Five adult male Wistar strain albino rats weighing 180 to 210 g were purchased from the animal breeding colony of Animal Production and Health, Federal University of Technology, Akure. Their handling was in accordance with the Guide for Care and Use of Laboratory Animals prepared by the National Academy of Science and published by the National Institutes of Health, United States.¹⁸ The rats were kept for 14 days to acclimatize and were maintained at room temperature under laboratory conditions with access to standard animal feed and water ad libitum.

Lipid Peroxidation Assay

The rats were decapitated under mild diethyl ether anesthesia and dissected. The kidneys were rapidly isolated, placed on ice pack, weighed, and subsequently homogenized in cold saline (1/10 w/v) with about 10-up-and-down strokes at approximately 172 × g in a Teflon glass homogenizer. The homogenate was centrifuged for 10 minutes at 3000 × g to yield a pellet that was discarded, and a low-speed supernatant that was kept for lipid peroxidation assay. One hundred microliters of the supernatant was mixed with a reaction mixture containing 30 µL of 0.1 M Tris-HCl buffer (pH 7.4), extracts (0-100 µL) and 30 µL of the 250 µM of iron(II) sulfate solution (similar procedure was carried out for 7 mM sodum nitroprusside [SNP] and 1 mM cisplatin). The volume was made up to 300 µL with distilled water before incubation at 37 C for 2 hours. The color reaction was developed by adding 300 µL of 8.1% sodium dodecyl sulfate to the reaction mixture containing the homogenate, followed by the addition of 600 µL of acetic acid/HCl (pH 3.4) and 600 µL of 0.8% thiobarbituric acid. This mixture was incubated at 100°C for 1 hour. The absorbance of thiobarbituric acid reactive species produced were measured at 532 nm. Malondialdehyde produced was expressed as % control.^19,20

Antioxidant Assays

Determination of Total Antioxidant Capacity

The total antioxidant capacity of the extracts was determined based on 2,2-azinobis(3-ethylbenzothiazoline-6-sulfonate radical (ABTS*) scavenging ability of the extracts according to the method described by Re et al.²¹ The ABTS* was generated by reacting an (7 mmol/L) ABTS aqueous solution with K₂S₂O₈ (2.45 mmol/L, final concentration) in the dark for 16 hours and adjusting the absorbance at 734 nm to 0.700 with ethanol. Appropriate dilution of the extracts was added to 2.0 mL ABTS* solution and the absorbance were measured at 734 nm after 15 minutes. The trolox equivalent antioxidant capacity (TEAC) was subsequently calculated.

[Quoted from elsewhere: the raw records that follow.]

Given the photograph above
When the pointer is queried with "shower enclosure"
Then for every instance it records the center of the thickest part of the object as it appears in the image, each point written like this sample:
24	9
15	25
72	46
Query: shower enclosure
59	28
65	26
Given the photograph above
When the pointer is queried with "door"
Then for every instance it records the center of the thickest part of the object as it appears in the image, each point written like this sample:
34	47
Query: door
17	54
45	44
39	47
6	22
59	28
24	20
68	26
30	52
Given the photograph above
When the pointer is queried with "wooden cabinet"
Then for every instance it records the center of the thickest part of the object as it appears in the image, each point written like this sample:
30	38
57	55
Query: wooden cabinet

Nitric Oxide Scavenging Ability

The scavenging effect of the extract on nitric oxide radical (NO*) was measured according to the method of Mercocci et al.²² One hundred to 400 μL of the extracts were added in the test tubes to 1 mL of SNP solution (25 mM) and tubes were incubated at 37°C for 2 hours. An aliquot (0.5 mL) of the incubated mixture was removed and diluted with 0.3 mL Griess reagent (1% sulfanilamide in 5% H₃PO₄ and 0.1% naphthlethylenediamine dihydrochloride). The absorbance of the chromophore formed was immediately measured at 570 nm against the blank (distilled water). The NO* scavenging ability was subsequently calculated and reported as % NO* radical scavenging ability.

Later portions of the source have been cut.